The Daily Gamecock

Column: Marine recruitment uses histrionic, manipulative tactics

A few months ago, I received an email from a Marine Corps recruiter in Columbia asking me to consider the officer training programs that they offered. The recruiter characterized military training as far superior to anything else a young person could be doing with their life. Another line implied that the only way to find purpose in your life is to join the Marines. Then it said that by successfully becoming a Marine, you’ll earn the privilege to defend America. At the end it asked me if I was going to answer the call, to which I yelled at the computer screen a resounding “No.”

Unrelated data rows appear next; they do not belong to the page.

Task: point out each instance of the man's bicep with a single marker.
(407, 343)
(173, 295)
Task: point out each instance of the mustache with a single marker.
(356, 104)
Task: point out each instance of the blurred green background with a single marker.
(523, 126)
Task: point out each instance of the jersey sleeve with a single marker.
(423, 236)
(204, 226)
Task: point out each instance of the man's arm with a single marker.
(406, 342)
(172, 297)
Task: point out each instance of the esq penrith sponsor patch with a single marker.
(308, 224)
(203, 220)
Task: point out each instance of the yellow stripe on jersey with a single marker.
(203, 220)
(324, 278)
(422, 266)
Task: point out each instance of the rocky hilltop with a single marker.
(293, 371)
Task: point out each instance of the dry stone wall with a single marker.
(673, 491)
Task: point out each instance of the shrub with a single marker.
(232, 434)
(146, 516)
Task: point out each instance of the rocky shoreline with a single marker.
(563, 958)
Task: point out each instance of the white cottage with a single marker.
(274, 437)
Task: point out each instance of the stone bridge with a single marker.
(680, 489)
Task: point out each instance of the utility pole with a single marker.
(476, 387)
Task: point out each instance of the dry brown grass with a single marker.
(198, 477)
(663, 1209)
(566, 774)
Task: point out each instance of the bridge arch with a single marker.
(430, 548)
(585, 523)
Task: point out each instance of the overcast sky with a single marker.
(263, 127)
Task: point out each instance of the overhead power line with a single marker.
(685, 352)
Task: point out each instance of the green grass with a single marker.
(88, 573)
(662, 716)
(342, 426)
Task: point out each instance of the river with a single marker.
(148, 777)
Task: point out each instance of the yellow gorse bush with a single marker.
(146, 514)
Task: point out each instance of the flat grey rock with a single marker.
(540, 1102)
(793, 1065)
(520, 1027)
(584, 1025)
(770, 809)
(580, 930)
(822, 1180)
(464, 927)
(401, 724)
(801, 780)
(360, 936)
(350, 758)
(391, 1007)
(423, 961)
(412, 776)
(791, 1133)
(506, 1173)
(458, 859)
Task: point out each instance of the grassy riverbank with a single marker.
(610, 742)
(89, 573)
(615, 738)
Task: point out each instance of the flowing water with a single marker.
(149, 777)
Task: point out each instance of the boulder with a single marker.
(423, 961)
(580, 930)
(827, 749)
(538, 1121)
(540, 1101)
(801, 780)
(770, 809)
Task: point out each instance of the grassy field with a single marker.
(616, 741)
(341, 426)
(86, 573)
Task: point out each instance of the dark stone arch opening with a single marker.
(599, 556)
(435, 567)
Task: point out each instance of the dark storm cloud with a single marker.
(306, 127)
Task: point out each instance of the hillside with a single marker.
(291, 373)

I found such rhetoric to be over the top, degrading and offensive. Based on the email I received, it seems as if the military’s recruiting strategy is to make people feel unaccomplished and juvenile, and then suggest to them that training for war is the perfect way to grow up and achieve something in your life. That message is highly misleading. While some people who sign up for the military are a good fit, and enjoy long careers, many others who join could be equally or more successful doing something else with their talents. There are thousands of other jobs where people can mature and discover who they are that do not require you to sign your life away for a few years.

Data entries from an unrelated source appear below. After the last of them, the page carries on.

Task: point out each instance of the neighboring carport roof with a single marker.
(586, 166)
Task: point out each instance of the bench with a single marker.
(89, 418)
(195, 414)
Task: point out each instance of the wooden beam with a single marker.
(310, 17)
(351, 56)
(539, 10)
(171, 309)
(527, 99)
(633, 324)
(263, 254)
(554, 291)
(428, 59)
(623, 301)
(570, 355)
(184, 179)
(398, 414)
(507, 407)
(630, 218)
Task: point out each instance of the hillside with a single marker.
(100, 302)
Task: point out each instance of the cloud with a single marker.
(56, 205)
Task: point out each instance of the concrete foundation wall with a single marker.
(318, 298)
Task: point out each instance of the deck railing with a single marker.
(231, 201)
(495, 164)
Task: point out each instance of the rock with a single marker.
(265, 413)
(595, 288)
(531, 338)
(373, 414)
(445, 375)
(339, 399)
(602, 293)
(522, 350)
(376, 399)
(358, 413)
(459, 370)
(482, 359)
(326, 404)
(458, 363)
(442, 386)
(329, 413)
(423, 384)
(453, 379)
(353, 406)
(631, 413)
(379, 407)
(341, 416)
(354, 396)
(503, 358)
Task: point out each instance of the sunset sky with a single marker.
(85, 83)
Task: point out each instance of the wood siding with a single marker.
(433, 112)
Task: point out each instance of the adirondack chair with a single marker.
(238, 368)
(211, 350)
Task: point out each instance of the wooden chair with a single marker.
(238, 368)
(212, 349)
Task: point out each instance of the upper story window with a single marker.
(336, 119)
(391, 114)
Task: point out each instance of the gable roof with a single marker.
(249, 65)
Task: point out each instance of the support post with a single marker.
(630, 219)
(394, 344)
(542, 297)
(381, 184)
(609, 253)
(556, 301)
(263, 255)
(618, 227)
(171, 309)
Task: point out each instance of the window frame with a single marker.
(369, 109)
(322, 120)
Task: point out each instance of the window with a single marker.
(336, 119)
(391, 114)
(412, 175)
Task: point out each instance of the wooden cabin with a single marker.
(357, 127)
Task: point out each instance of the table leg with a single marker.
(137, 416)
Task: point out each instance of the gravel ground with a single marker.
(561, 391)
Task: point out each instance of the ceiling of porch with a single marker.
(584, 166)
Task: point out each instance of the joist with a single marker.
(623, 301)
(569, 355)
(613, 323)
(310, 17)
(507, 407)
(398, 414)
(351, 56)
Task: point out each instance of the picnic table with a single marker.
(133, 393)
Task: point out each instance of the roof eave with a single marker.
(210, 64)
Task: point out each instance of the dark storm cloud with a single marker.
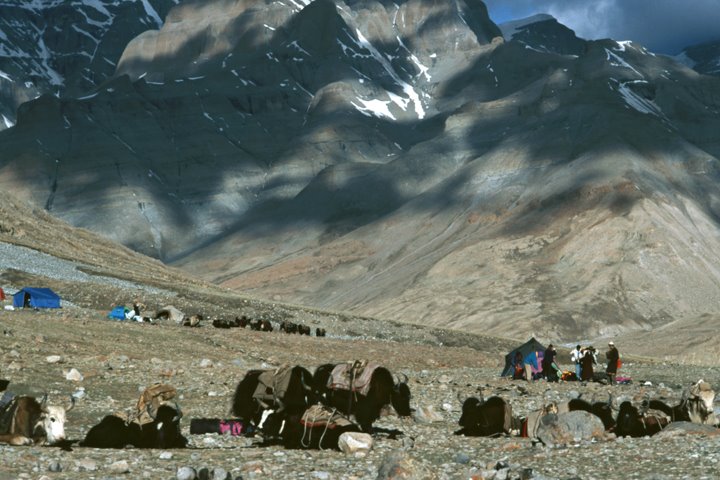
(664, 26)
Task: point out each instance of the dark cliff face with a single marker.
(704, 58)
(66, 48)
(395, 158)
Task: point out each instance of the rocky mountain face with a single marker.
(703, 58)
(545, 34)
(65, 48)
(400, 160)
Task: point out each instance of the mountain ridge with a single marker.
(376, 173)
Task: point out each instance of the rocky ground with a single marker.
(117, 360)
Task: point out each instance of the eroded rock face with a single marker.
(66, 48)
(399, 160)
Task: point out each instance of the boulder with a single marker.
(568, 428)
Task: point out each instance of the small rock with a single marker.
(220, 474)
(355, 442)
(86, 465)
(121, 466)
(398, 465)
(186, 473)
(74, 375)
(427, 414)
(676, 429)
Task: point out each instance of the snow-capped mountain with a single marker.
(65, 47)
(397, 159)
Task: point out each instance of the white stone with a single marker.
(121, 466)
(74, 375)
(355, 442)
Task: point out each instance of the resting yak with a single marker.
(287, 389)
(361, 389)
(318, 427)
(25, 421)
(116, 432)
(485, 418)
(602, 410)
(635, 422)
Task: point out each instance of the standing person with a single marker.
(587, 362)
(576, 357)
(518, 367)
(530, 362)
(612, 356)
(548, 364)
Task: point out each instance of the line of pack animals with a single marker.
(267, 326)
(295, 408)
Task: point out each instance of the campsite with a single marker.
(117, 359)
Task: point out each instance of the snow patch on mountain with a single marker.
(510, 29)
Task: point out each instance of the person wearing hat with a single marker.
(612, 356)
(576, 358)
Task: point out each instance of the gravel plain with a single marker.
(118, 359)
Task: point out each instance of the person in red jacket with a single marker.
(612, 356)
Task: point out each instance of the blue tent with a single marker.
(118, 313)
(531, 346)
(36, 298)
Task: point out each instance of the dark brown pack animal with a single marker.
(365, 403)
(286, 389)
(634, 422)
(25, 421)
(116, 432)
(318, 427)
(602, 410)
(485, 418)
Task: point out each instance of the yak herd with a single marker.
(494, 416)
(297, 408)
(262, 325)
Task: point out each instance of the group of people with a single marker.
(584, 359)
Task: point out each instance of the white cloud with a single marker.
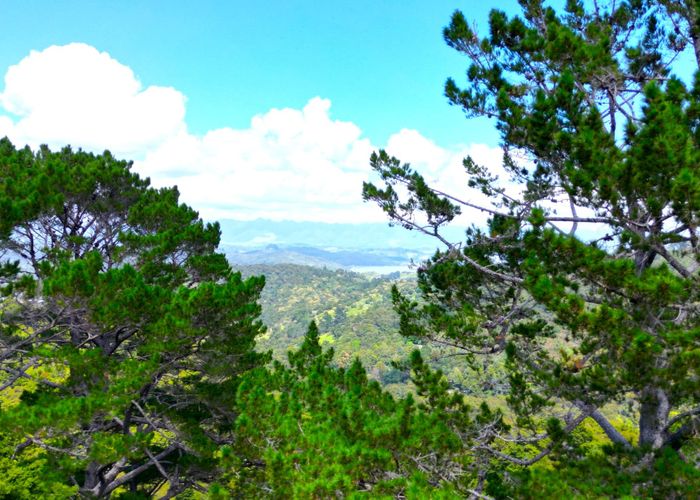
(297, 164)
(74, 94)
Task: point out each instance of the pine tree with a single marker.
(122, 330)
(586, 273)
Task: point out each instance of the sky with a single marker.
(254, 110)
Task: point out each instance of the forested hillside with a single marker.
(355, 315)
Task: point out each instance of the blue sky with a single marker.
(201, 72)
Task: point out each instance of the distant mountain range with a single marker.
(349, 246)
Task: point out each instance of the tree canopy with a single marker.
(586, 272)
(122, 329)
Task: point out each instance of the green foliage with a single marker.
(315, 430)
(585, 275)
(123, 331)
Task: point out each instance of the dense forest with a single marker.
(136, 362)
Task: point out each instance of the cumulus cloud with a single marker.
(74, 94)
(288, 164)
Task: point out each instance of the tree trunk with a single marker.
(653, 417)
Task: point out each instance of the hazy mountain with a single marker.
(262, 232)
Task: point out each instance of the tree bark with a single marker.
(653, 417)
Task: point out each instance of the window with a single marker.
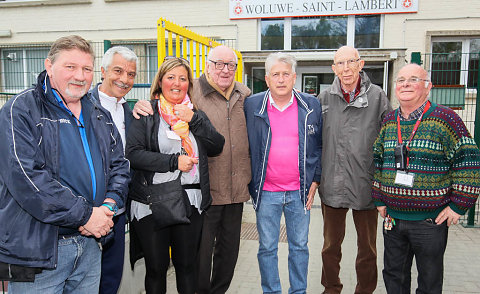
(367, 31)
(21, 66)
(272, 34)
(325, 32)
(319, 33)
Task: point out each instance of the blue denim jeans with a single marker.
(78, 270)
(297, 220)
(424, 240)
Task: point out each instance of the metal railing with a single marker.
(456, 83)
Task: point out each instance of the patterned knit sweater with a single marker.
(443, 157)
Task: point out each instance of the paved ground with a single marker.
(462, 261)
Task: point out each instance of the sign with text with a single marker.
(241, 9)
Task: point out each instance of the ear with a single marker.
(103, 72)
(361, 64)
(333, 69)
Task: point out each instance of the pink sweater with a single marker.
(282, 167)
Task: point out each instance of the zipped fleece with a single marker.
(349, 130)
(309, 145)
(33, 203)
(230, 170)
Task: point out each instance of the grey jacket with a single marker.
(349, 131)
(230, 171)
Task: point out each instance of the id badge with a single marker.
(173, 136)
(404, 178)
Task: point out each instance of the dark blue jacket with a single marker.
(33, 203)
(309, 145)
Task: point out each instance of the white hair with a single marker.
(279, 57)
(125, 52)
(212, 52)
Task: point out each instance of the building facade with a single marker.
(385, 31)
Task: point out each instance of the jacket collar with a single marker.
(207, 89)
(302, 104)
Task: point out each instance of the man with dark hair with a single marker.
(427, 174)
(285, 138)
(218, 95)
(62, 178)
(119, 68)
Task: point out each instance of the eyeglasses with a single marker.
(175, 57)
(221, 65)
(412, 80)
(349, 63)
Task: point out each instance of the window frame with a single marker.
(25, 71)
(287, 32)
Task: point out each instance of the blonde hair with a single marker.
(167, 66)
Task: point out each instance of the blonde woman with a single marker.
(177, 138)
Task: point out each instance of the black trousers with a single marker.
(112, 258)
(424, 240)
(221, 230)
(183, 240)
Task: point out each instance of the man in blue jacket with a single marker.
(285, 137)
(119, 68)
(63, 176)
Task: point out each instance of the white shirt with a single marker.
(116, 110)
(272, 102)
(168, 143)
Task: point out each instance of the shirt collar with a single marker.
(351, 96)
(272, 102)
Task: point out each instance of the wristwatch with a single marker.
(112, 206)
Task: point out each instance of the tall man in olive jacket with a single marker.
(119, 68)
(221, 98)
(218, 95)
(353, 110)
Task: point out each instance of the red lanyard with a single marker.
(419, 120)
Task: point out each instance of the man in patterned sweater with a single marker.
(427, 174)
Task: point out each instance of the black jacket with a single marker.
(33, 202)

The military’s targeting of younger and less affluent Americans is also questionable. Promising extensive education, healthcare and housing benefits to teenagers from lower income families is often hard to pass up. These promises are often not fulfilled either. Sixty-five percent of recruits who sign up for the GI Bill never receive any money for college, and for those who do, only 15 percent get their degree. Of the many recruits join expecting to work in a specific job, only to be told after basic training that there is an oversupply of that position, and assigned to a different role. Former Vice President Dick Cheney put it best, “The military is not a social welfare agency, it is not a jobs program”. Recruiters should take that message to heart, and stop selling the military as such.

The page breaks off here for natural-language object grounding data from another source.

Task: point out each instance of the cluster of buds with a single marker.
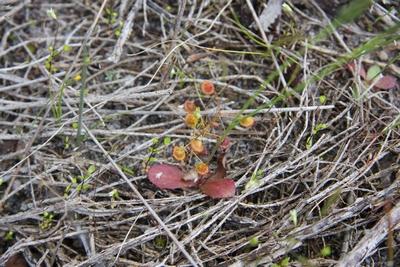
(214, 184)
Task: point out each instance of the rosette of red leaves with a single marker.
(167, 176)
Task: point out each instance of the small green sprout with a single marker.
(51, 14)
(322, 99)
(160, 241)
(293, 216)
(167, 140)
(47, 220)
(326, 251)
(254, 241)
(114, 194)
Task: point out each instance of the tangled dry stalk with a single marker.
(326, 158)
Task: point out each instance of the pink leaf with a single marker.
(166, 176)
(352, 67)
(387, 82)
(225, 144)
(219, 188)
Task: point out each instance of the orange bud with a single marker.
(191, 120)
(189, 106)
(179, 153)
(197, 146)
(247, 122)
(202, 168)
(207, 87)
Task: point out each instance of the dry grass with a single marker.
(343, 180)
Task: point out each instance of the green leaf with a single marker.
(51, 14)
(322, 99)
(285, 262)
(67, 48)
(373, 72)
(9, 236)
(309, 142)
(319, 127)
(114, 194)
(196, 113)
(253, 242)
(91, 170)
(326, 251)
(167, 140)
(287, 9)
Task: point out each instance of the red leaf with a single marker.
(386, 82)
(166, 176)
(219, 188)
(225, 144)
(220, 172)
(352, 67)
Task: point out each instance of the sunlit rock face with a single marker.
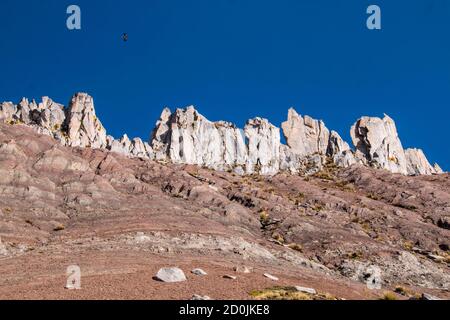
(263, 147)
(417, 163)
(83, 127)
(378, 145)
(187, 137)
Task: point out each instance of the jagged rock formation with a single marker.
(377, 144)
(417, 163)
(263, 147)
(305, 136)
(187, 137)
(82, 126)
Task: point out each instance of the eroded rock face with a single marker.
(417, 163)
(377, 144)
(160, 139)
(339, 151)
(83, 127)
(305, 135)
(263, 147)
(187, 137)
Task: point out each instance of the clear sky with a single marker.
(237, 59)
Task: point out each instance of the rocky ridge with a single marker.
(187, 137)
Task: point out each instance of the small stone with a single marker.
(271, 277)
(242, 269)
(199, 297)
(436, 257)
(305, 290)
(170, 275)
(426, 296)
(199, 272)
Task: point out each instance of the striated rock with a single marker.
(271, 277)
(56, 160)
(187, 137)
(263, 147)
(417, 163)
(82, 126)
(199, 272)
(377, 144)
(199, 297)
(340, 151)
(160, 139)
(305, 136)
(305, 290)
(242, 269)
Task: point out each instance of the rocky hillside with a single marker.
(187, 137)
(250, 212)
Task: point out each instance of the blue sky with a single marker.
(237, 59)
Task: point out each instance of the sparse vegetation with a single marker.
(389, 296)
(278, 237)
(373, 197)
(287, 293)
(406, 206)
(324, 175)
(408, 245)
(264, 218)
(402, 291)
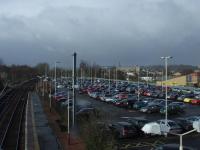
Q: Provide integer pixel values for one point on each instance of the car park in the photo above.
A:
(153, 108)
(173, 127)
(185, 124)
(195, 101)
(173, 147)
(171, 109)
(123, 130)
(138, 123)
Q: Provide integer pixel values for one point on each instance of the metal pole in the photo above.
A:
(91, 74)
(50, 97)
(147, 78)
(181, 143)
(116, 78)
(138, 83)
(162, 81)
(74, 90)
(55, 80)
(81, 77)
(68, 116)
(109, 80)
(166, 91)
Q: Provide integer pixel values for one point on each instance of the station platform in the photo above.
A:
(38, 134)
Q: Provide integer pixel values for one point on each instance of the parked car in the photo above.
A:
(173, 147)
(184, 123)
(191, 119)
(140, 104)
(151, 108)
(86, 112)
(123, 130)
(171, 109)
(138, 123)
(174, 128)
(195, 101)
(180, 104)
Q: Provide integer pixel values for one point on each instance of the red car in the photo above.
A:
(195, 101)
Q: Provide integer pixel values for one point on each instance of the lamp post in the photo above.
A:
(109, 80)
(166, 59)
(138, 70)
(116, 78)
(147, 78)
(55, 75)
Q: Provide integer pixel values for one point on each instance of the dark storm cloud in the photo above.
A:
(101, 31)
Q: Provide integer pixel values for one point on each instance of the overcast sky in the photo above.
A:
(103, 31)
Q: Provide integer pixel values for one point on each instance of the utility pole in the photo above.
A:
(74, 87)
(147, 78)
(166, 111)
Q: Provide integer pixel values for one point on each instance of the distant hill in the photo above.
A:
(1, 85)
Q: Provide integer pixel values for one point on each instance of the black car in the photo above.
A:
(173, 147)
(151, 108)
(138, 123)
(184, 123)
(123, 130)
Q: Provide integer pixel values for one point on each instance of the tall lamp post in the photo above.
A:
(56, 62)
(166, 59)
(138, 70)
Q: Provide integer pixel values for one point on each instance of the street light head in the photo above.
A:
(166, 57)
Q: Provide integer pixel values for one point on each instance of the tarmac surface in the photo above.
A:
(114, 113)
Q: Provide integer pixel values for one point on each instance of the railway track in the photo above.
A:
(12, 111)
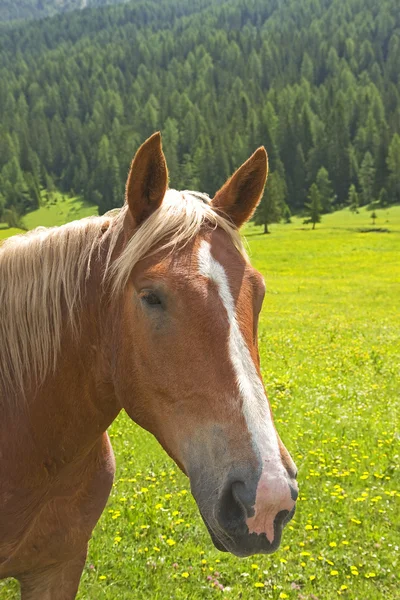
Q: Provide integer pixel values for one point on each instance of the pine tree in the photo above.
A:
(367, 178)
(313, 207)
(353, 199)
(325, 190)
(270, 208)
(393, 164)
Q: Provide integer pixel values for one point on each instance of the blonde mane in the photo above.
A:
(44, 271)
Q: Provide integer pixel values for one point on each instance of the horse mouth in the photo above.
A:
(248, 544)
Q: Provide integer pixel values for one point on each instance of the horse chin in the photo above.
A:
(249, 544)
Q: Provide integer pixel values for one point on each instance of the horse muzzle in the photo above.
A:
(249, 513)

Although recruiters like to tout how a military career is the best way for a person to defend the U.S. and protect freedom, actions speak louder than words. There has been little, if any opposition to the NSA’s warrantless surveillance of millions of innocent Americans from within the military, and that does not appear set to change in the near future. In addition, the Navy is still spending hundreds of millions of dollars a year to imprison and torture over 150 suspected terrorists at Guantanamo Bay without charging them with a crime or allowing them to stand trial to determine if they are guilty. In December, 17 guests at a wedding party were killed by an American drone strike in Yemen, the vast majority of whom weren’t even suspected of any wrongdoing. Given these examples, it seems as if the military is at best doing a lousy job of protecting freedom, and at worst, infringing upon it. As such, both the military’s recruitment tactics and it’s overall mission should be reexamined.